The Daily Egyptian, the student newspaper at Southern Illinois University, appears to have quite a problem on their hands. A journalism professor at the University of Wisconsin was kind enough to pass this AP article from The New York Times on to me. The piece details an elaborate hoax, in which the paper apparently enrolled a bizarre combination of actors, fiction and a hybrid of yellow journalism to tell the story of an 8-year-old girl whose father has been deployed to Iraq.

Memories of Jayson Blaire come immediately to mind. The story being told by the student paper was so touching, so heart-wrenching and so perfect that it, of course, was too good to be true. The paper’s former editor in chief and a 2004 graduate of SIU are pointing fingers at each other. The faculty advisor is rightfully embarrassed. And numerous readers have been duped.

Sure, an apology/retraction was run. But it would appear that without some prodding by an upstate newspaper, the truth may never have surfaced. And one has to wonder, just how much of what we read can truly be trusted.

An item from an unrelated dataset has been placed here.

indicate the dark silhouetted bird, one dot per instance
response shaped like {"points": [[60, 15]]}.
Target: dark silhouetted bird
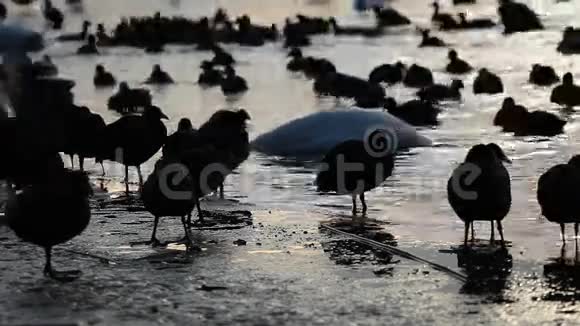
{"points": [[51, 212], [374, 158], [479, 189], [558, 197], [134, 139], [103, 78], [158, 76]]}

It is one thing to see gonzo-style pieces in the grand tradition of Hunter S. Thompson and know that a relative amount of an article is pure fiction – though not stated up front, such is always the expectation. But when hard news stories – tales about the Iraq war devastating a family – are rooted in a reality no firmer than a writer’s sick imagination, journalism truly gets a bad name.

The New York Times survived Jayson Blaire. Much as I may beat up on the paper for that scandal, and for its wantonly liberal slant, I still read it regularly and use it for the majority of links in this blog. But The New York times has a lot more going for it than The Daily Egyptian.